The gentleman working at the concierge desk was very kind and more than happy to offer up their wifi passsword and even let me use his cellphone to call my bed and breakfast host. She told me to wait outside, that she was on her way, and that she would be there in five minutes. 

When she arrived, she greeted me warmly and showed me the kitchen, then to my room. My room was a small room with one twin bed, a nightstand, a desk, a dresser, and a bathroom with an incredibly small shower. I showered and went to bed. 
In the morning I yelped a small bakery five minutes away in the basement of an old building. I started walking and realized I was starting to feel more comfortable being in a foreign place, almost at home in that feeling. 

After picking up a couple of pastries, I returned to my bed and breakfast to eat while watching Italian cartoons. 

After finishing my breakfast, I packed up my things, accidentally stiffed the bed and breakfast on the city tax, and headed out to my hostel for the next two nights. 

*I will usually only stay at a bed and breakfast if I need to catch up on laundry or if I haven’t gotten good sleep in a while.*

I arrived at my hostel and tried to check in, but was told I could not check in for another hour. I left my bags in the hostel baggage room and looked up a place to eat lunch. Apparently, there was great pizza place five minutes walk away.  

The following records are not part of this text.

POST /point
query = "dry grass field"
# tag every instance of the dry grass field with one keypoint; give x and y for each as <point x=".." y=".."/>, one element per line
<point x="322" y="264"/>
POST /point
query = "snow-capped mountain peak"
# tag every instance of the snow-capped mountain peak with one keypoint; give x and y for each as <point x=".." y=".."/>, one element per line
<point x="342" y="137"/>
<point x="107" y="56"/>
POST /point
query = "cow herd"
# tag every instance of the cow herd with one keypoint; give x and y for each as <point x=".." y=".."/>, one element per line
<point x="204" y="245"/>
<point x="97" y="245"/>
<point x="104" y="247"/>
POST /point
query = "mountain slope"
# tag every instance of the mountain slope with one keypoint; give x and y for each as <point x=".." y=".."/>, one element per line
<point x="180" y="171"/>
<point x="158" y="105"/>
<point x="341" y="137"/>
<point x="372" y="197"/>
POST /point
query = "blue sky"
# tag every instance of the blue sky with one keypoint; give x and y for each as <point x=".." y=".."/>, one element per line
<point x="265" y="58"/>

The restaurant was a little off of the beaten path, which made me think it would hopefully be a little more authentic. I was greeted by two women and was told to sit wherever I wanted, as the place was empty. I chose the corner table while thinking about mafia movies. I perused the menu and decided to go with my old favorite, asking the waitress which was her favorite. 

After finishing my pizza, I headed back to the hostel to check in and get set up in my room. I had a botttom bunk  under a sleeping boy from California. We shared the room with a Brazilian woman, and a boisterous boy who mostly spoke Spanish.  I thought it best to retire for the night to sit in my bed and read Rick Steve’s Rome on my iPhone. 

In the morning, after eating my breakfast of pastries, I followed Rick’s suggestion, and started what he has deemed, the Caesar shuffle”. First on the list, the Pantheon.
This turned out to be my favorite location in Rome, but I had only just begun “the … shuffle”.

 Next up, was the forum which I briefly walked past before heading to the Capitlone hill. 

The final stop on the shuffle route was the Collesium, which was packed with tourist and was actually more beautiful from the outside. I also, regrettably, forgot to snap a picture of it. 

After eating a forgettable dinner, I returned to the hostel and asked the California kid and the Brazilian woman if they wanted to get some ice cream. The woman agreed and we set out to a highly rated ice cream shop.

As is becoming my ice cream tradition,  I ordered one scoop of chocolate and the other was server’s choice. (Be on the lookout for my sub-blog titled Server’s Choice which will only be about food.) This time the chocolate was cookies and cream and the server’s choice was cream from 1941, which was amazing. 
After chatting and finishing our ice cream, we returned back to the hostel, and I prepared for day two of Rick Steve’s Roma. 

6 thoughts on “Roma, the beginning

  1. All of the sites look so pretty and that pizza is looking pretty delicious. Have you tried to sweet talk anyone into teaching you the italian pizza making secrets yet? Hope you continue with safe travels. Miss you man!